Kemelaratan | Catatan Ramadan: Ahmad Erani Yustika
“Poverty is not an accident. Like a slavery and apartheid, it is man-made and can be removed by the actions of human beings.” Kalimat bernas ini punya gema yang nyaring meski sudah amat lama dinukilkan oleh Nelson Mandela. Politik Apartheid bukan cuma menghancurkan kedaulatan bangsa, tapi juga melenyapkan kemanusiaan. Warga kulit hitam Afsel dianggap tak punya nilai sehingga bisa dinista dengan segala rupa dan cara. Seluruh sumber daya hayat diputus sehingga kehidupan mereka pupus. Jadi, kemelaratan tak jatuh dari langit. Kemiskinan bergoyang laiknya rumput kering yang disapu angin di halaman rumah.

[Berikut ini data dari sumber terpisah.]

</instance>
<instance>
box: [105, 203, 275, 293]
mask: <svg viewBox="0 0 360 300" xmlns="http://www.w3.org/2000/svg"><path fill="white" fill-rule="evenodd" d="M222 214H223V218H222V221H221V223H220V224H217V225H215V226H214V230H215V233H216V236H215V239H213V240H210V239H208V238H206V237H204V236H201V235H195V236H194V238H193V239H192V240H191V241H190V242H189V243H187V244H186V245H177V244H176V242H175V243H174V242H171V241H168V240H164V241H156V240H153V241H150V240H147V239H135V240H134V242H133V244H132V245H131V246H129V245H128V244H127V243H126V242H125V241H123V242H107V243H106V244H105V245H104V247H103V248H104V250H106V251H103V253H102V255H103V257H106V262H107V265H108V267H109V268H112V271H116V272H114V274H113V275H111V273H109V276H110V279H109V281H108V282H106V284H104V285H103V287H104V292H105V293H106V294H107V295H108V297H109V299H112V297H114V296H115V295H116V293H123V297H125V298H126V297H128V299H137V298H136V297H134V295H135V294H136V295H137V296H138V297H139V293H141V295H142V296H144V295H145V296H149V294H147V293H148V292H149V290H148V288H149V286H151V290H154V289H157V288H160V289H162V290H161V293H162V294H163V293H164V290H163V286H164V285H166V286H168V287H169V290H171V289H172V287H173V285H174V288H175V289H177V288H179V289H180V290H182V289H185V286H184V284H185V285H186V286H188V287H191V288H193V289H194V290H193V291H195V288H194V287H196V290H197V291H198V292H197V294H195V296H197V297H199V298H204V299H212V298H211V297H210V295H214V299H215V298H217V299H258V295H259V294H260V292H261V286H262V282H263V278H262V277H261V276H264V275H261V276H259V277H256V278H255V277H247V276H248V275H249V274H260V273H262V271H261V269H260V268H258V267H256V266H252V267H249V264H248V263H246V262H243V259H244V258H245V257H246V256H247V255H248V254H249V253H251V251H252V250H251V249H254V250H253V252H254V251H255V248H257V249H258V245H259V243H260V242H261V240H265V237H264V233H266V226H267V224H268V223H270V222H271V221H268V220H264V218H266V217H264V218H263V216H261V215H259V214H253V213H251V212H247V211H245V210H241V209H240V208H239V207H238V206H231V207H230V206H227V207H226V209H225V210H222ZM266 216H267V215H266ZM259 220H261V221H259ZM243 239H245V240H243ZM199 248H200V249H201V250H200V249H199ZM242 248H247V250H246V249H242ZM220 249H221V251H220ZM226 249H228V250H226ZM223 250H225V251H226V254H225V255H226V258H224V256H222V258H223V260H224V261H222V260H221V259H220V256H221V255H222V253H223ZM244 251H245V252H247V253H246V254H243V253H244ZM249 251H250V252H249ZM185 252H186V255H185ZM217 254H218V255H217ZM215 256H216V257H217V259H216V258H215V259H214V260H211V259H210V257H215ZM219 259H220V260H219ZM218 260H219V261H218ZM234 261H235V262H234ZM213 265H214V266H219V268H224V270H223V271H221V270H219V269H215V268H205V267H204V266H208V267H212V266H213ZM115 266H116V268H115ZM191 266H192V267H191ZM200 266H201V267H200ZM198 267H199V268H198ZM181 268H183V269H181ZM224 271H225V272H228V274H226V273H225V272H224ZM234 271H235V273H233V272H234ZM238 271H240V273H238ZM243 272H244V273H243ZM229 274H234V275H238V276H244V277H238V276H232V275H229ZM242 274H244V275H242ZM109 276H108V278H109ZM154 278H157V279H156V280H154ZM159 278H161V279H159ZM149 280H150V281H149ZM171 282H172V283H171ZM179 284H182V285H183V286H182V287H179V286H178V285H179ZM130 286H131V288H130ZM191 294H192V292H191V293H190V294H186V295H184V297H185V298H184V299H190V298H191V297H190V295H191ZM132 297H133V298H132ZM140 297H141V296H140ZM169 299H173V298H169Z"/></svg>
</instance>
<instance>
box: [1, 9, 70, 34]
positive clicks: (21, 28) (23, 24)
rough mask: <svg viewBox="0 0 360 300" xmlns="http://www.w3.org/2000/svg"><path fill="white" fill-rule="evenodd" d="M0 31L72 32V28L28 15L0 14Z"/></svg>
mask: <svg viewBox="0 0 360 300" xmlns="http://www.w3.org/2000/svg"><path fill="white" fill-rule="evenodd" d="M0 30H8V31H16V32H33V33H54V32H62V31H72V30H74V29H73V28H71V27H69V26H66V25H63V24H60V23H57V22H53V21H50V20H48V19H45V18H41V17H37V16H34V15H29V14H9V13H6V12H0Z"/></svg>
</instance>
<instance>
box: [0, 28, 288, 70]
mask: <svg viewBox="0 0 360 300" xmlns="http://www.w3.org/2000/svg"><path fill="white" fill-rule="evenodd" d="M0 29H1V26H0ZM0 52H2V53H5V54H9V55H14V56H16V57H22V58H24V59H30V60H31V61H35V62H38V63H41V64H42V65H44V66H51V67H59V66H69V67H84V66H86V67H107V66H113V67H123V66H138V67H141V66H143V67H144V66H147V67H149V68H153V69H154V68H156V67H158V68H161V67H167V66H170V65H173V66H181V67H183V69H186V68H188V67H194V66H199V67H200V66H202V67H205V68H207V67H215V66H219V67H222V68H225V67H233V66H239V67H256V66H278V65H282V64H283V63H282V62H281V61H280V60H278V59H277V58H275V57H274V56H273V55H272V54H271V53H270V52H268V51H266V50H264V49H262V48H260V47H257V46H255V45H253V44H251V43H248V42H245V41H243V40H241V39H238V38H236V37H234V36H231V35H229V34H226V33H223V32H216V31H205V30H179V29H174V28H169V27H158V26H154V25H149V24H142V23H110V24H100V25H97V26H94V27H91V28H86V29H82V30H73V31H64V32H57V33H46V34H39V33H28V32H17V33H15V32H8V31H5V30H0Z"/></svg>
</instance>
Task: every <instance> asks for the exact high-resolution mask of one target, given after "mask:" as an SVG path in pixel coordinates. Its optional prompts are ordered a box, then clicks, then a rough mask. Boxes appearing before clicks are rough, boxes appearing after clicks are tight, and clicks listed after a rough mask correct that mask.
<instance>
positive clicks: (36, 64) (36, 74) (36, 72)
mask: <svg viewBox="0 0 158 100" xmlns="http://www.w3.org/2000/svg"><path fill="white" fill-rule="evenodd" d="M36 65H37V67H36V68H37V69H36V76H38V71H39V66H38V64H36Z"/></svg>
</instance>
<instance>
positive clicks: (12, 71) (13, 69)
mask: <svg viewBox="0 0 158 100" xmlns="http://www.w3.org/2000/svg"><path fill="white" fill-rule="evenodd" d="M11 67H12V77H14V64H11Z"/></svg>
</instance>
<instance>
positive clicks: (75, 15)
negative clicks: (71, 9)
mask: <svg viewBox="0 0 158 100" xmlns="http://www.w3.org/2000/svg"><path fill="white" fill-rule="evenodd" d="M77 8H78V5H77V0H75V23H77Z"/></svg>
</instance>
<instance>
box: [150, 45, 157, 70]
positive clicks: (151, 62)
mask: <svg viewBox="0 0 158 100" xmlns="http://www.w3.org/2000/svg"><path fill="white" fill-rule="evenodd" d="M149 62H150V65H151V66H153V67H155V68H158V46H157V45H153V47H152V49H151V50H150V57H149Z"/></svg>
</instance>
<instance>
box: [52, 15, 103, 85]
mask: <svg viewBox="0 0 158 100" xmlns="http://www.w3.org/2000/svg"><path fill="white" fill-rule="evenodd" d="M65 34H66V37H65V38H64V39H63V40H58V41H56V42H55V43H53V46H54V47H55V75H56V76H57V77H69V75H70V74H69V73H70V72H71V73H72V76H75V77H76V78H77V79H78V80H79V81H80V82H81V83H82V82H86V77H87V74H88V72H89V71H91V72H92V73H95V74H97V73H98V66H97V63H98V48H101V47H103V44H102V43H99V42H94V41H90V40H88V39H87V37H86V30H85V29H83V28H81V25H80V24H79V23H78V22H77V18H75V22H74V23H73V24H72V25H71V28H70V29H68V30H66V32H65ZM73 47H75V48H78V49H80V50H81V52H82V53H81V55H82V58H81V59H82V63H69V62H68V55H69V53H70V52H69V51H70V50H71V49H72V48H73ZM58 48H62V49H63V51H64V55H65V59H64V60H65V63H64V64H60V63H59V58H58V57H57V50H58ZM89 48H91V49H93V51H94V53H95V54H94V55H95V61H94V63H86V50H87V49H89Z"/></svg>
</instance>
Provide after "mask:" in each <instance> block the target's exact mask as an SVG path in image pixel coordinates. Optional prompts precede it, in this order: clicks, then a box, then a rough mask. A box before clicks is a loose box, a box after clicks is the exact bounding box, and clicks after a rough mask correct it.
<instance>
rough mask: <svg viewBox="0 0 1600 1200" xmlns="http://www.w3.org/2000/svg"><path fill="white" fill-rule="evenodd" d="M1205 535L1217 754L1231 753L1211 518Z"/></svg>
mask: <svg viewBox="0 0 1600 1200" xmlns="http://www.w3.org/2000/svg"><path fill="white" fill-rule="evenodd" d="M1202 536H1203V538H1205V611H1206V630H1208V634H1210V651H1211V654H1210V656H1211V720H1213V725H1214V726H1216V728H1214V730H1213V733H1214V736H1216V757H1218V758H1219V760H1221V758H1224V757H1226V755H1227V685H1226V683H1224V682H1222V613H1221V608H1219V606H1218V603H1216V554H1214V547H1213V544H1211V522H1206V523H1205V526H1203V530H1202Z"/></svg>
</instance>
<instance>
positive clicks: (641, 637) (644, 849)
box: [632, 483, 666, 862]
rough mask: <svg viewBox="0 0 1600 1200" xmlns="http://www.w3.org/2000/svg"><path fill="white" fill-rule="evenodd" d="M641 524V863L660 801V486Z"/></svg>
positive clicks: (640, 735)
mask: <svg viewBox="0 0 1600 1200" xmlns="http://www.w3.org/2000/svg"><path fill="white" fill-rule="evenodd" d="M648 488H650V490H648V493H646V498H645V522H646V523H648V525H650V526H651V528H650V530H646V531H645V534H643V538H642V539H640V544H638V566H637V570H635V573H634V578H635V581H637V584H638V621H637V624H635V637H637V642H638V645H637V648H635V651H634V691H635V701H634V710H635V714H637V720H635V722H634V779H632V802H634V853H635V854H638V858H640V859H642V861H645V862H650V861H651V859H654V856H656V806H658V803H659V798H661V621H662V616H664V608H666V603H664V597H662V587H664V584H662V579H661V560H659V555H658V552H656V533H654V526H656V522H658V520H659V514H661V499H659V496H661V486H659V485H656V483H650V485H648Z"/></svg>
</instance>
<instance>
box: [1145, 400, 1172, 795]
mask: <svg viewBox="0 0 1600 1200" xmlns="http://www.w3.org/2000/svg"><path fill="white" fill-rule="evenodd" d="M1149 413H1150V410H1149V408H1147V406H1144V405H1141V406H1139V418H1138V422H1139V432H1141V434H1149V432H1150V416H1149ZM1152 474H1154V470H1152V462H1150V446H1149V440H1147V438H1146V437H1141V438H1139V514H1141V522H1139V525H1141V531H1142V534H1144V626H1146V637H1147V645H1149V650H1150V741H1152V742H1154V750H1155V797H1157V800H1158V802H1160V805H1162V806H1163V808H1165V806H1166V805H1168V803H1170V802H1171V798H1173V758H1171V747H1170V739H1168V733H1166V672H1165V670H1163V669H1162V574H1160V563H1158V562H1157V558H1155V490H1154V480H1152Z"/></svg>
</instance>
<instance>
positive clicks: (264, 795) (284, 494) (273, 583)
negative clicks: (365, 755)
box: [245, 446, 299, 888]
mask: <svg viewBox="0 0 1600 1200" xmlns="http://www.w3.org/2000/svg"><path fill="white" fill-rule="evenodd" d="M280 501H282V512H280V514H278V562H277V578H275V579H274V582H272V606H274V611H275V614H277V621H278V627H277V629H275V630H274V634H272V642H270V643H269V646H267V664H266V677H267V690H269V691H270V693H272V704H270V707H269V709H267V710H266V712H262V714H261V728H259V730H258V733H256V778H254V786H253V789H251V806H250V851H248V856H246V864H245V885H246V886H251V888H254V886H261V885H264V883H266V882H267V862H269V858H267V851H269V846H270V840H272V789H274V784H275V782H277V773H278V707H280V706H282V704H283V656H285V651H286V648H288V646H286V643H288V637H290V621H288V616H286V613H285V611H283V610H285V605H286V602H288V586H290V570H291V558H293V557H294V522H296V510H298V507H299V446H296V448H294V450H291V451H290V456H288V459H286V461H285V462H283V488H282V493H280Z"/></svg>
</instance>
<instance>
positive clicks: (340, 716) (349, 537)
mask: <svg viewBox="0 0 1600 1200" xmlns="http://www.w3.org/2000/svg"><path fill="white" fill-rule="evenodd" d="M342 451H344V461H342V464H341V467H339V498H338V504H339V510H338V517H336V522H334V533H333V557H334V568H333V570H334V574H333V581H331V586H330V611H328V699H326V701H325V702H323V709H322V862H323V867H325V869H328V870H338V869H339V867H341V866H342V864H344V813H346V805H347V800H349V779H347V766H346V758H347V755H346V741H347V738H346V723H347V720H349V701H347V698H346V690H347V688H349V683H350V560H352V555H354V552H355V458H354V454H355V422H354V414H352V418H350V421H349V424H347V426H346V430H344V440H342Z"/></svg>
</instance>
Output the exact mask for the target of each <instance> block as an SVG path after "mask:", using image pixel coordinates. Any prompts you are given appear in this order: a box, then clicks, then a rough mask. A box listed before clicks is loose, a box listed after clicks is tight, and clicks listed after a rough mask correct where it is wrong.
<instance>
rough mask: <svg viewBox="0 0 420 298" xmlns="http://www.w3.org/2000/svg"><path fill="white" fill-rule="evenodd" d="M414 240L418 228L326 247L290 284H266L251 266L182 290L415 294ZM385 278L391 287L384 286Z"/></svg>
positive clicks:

Hati Mandela terpuruk, ia lunglai menatap kepedihan yang tak terperikan. Dia lawan sistem yang menindas. Diskriminasi mesti dihentikan. Kehormatan wajib ditegakkan. Tiap bangsa punya harga dan masing-masing orang tidak bisa dihina. Sepanjang hidupnya diabdikan untuk membangun kesetaraan warga. Tak boleh nasib manusia dikotori berdasarkan ras, suku, atau agama. Warna kulit bukan pembeda kemanusiaan, ia pemersatu keberagaman. Ia tahbiskan pikiran dan hatinya untuk membungkam kesewenangan. Mandela mendekam 27 tahun di penjara sebagai ganjaran atas perjuangan.
Islam menaruh berlaksa kepedulian soal kemelaratan. Kaum muslimin pasti pernah mendengar sabda masyhur Rasulullah yang diriwayatkan oleh Abu Na’im: “Kemiskinan itu dekat kepada kekufuran.” Islam menempatkan kufur sebagai dosa yang tak terampuni, sehingga pertempuran melawan kemelaratan merupakan perang yang harus dimenangkan. Kemiskinan spiritual diselesaikan dengan iman. Kefakiran material dituntaskan lewat kebijakan. Di sinilah Islam meletakkan keadilan sebagai tiang keputusan. Nabi Muhammad Saw menyeru imam/pemimpin yang adil sebagai salah satu dari tujuh kelompok yang memperoleh lindungan Allah di hari kiamat.
Vietnam punya jejak rekam bagus dalam isu ini. Periode 2002 – 2012 pemerintah Vietnam berhasil memangkas angka kemiskinan dari 29,5% (2002) menjadi hanya 11% (2012). Ini berarti dalam 10 tahun terjadi penurunan kemiskinan sebesar 18,5% (1,85%/tahun). Mereka punya “Program 135” yang menyasar daerah pegunungan dan permukiman etnis minoritas yang tingkat kehidupannya berat. Kabupaten Banyuwangi punya impresi yang sama pula. Pada 2010 angka kemiskinan masih 20%, tetapi periode 2015 anjlok menjadi 9,2%. Salah satu yang dikerjakan Azwar Anas (Bupati) saat itu adalah memberi warga miskin desa sumber daya untuk mengolah pekarangan.
Banyak teladan lain daerah di Indonesia dan pemerintah pusat yang berupaya meluruskan kebijakan. Kemelaratan adalah produk kebijakan yang ganjil. Itu semua ciptaan manusia (struktur tak adil yang membatu di bumi), bukan takdir Sang Maha Cinta. Pemimpin terpilih adalah imam yang wajib menyebarkan keberkahan. Kebijakan (publik) menjadi mekanisme kebajikan. Kata kuncinya: kebijakan yang adil, bukan karitas yang subtil. Persis seperti hujjah Mandela: “Overcoming poverty is not a gesture of charity. It is an act of justice. It is the protection of fundamental human right, the right to dignity and a decent life. While poverty persists, there is no true freedom.”